Outtake on Golden Temple's steak dish

MC Slim JB | Jun 6, 200802:00 PM

Basically an outtake from my feature in the Boston Phoenix this week on alternatives to luxury steakhouses. This bit was left on the cutting room floor, as I couldn't really enthusiastically recommend the place:

"Among Brookline’s many Chinese restaurants, Golden Temple must be the glossiest. A multimillion-dollar renovation some years ago turned its big bar into the 'E Room', a nightclub complete with DJ booth and dance floor, and gave the dining rooms a modern sheen. It’s the type of good-looking, unapologetically retro American-Chinese restaurant in which my parents feel comfortable (whereas Chinatown frightens them). The menu showcases brimming platters of Fifties-vintage American Chinese food: chicken chow mein ($12.95) with good crunchy noodles, thick-battered fried scallops ($9.95), and an assortment of potstickers, boneless pork ribs, teriyaki beef and chicken skewers, and chicken fingers with gloopy duck sauce ($16.95). Bartenders pour similar-tasting, rum-heavy Tiki drinks like Zombies and Suffering Bastards. A few dishes support the restaurant’s 'Healthy, Fresh Food' motto, like the sort-of-Chinese Szechuan eggplant ($9.95), rice vermicelli with pork ($12.95), and a chicken soong dish ($9.95) which P.F. Chang’s fans will recognize as minced chicken in lettuce wraps.

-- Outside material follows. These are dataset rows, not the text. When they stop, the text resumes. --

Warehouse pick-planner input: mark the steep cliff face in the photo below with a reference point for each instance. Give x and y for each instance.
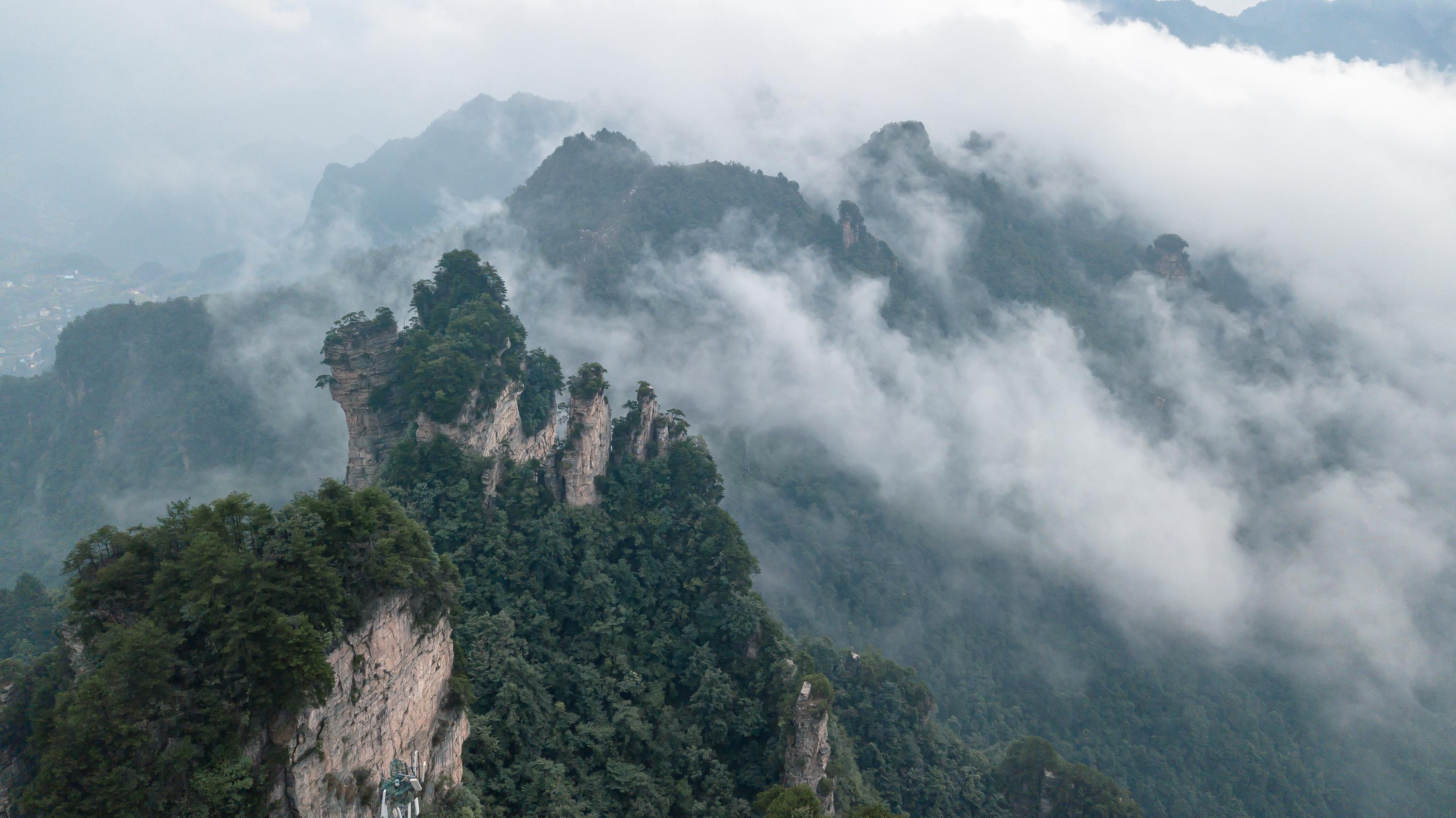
(391, 699)
(650, 427)
(482, 430)
(12, 769)
(806, 759)
(1168, 257)
(589, 447)
(363, 359)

Golden Temple wanders comically afield of the American Chinese idiom with its E Room Tenderloin of Beef, presumably named for bar patrons who wanted something even less Chinese than chop suey to fuel their dancing. The medium size ($28.95), billed as serving one to two people, is generous, a good twenty ounces of quality tenderloin, properly pan-seared to order. The accompaniments look like nervous refugees from an American steakhouse: wok-charred red onion, underdone asparagus and mashed potatoes. A fork and serrated knife are helpfully provided, as chopsticks might fumble those four big fillets. The mashed potatoes are an especially pathetic sight in a Chinese restaurant: flecked with basil, thin yet gluey from overprocessing, and bizarrely sweetened, they’re just dreadful. 'Instant are better,' one companion opines. The tenderloin is worthy and fairly priced, but next time I’ll get rice as my starch. And in the end, who cares if I snicker at faux-Chinese restaurants with grand décor? Grandma loved it, especially after a couple of big Mai Tais."

As an aside, we got very good service, and I managed to find a bottle of wine that impressed me, something from Alsace that now escapes memory, but went reasonably well with the food. Also, as at least one other Hound has mentioned, some very good bartending on non-Tiki drinks like Martini cocktails. Not my kind of place, but it hit a certain sweet spot for my party.